Да, похоже, неизвестная мне тетка там зажигает… Ничего, потом посмотрю, что она сделала. Зеркало ведь прямо передо мной! Еще шаг – и можно заглянуть…
Ну, я и заглянула. Как знала, что не надо, но и прятаться от этого вечно не могла.
Нет, там был не ожог. Ожога вообще не было. Но и меня не было! Из мутного прямоугольника зеркала на меня пялилась древняя, как пыль на саркофаге, бабка. Не из тех, кого зовут бодрыми старушками, а из тех, которые непонятно как выползли из пирамид. Тощая, с обвисшей желтоватой кожей, покрытой россыпью пятен, как перепелиное яйцо. Губы совсем исчезли, от волос остался один седой пушок на черепе, глаза как будто пеленой подернуты… Зрелище настолько жуткое, что я не удержалась, шарахнулась, и случилось то, что и должно было: я упала. Точнее, начала падать, а повалиться на пол мне не позволили. Ко мне подлетела крупная женщина в белом халате и без труда удержала мое тщедушное тельце.

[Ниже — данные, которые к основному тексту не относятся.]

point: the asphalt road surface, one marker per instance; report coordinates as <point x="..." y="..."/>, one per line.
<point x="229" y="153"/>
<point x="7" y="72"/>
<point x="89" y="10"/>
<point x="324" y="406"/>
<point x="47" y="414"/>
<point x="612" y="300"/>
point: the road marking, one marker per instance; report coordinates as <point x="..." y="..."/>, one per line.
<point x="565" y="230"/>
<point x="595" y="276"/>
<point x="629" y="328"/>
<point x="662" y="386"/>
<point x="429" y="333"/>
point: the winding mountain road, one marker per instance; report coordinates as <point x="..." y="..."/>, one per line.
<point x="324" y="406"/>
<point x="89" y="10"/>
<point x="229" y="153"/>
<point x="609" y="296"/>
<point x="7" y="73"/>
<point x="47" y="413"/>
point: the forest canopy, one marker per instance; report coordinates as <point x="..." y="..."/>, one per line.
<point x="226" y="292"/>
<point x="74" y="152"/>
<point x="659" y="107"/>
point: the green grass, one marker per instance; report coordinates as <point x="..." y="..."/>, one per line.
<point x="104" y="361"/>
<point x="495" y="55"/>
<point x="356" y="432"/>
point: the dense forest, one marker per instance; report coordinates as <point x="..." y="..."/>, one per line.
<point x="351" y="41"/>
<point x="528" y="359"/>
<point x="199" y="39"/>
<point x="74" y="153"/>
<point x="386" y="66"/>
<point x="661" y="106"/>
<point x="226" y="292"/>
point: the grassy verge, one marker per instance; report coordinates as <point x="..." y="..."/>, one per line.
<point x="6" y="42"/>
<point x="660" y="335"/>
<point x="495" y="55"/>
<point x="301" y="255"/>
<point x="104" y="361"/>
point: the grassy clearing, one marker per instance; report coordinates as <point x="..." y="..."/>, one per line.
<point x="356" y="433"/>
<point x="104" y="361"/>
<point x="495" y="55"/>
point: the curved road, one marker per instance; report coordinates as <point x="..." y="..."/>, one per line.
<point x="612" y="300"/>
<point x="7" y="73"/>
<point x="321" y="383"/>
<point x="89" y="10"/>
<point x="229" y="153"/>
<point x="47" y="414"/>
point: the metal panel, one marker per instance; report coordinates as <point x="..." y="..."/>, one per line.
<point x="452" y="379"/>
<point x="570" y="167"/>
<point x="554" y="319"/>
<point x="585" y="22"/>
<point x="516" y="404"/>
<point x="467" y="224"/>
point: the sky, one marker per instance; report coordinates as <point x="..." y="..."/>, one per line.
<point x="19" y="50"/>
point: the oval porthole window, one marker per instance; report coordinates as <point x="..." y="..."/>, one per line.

– Евдокия Степановна, ну что вы творите, в постель, немедленно! Господи боже, как только встали!
Вот тут до меня и дошло, что не было никакой другой Евдокии Степановны, которая куролесила где-то в коридоре, смущая медсестер. Женщина была абсолютно уверена, что Евдокия Степановна – это я. И то чудовище, которое пялилось на меня из зеркала – выходит, тоже я… Но всего этого не может быть, никак не может!
Потому что меня зовут Маша и через две недели мне исполнится шестнадцать лет.
* * *
Некоторое время я еще надеялась, что это страшный сон и все закончится. Я проснусь, испуганная, задыхающаяся, в пропитанной потом пижаме, и обнаружу, что я все еще в своей комнате. Не было ни пожара, ни силуэтов в дыму, ни «Скорой». Не было того, чего не могло быть! А я все еще прежняя Маша, и с моей жизнью все в порядке.
Но проходил день, другой, третий, и мне наконец пришлось смириться с тем, что я не сплю. Я просто в аду!
Я действительно была Евдокией Степановной восьмидесяти четырех лет от роду. На пожаре я толком не пострадала, а жуткая слабость – это мое нормальное состояние! Я внезапно оказалась в теле, подточенном годами и болезнями. У меня болело все, что может болеть – и половина того, о чем я вообще раньше не догадывалась. Причем, судя по реакции врачей, это было даже хорошо. Типа, болит – значит, вы еще не померли, а-ха-ха!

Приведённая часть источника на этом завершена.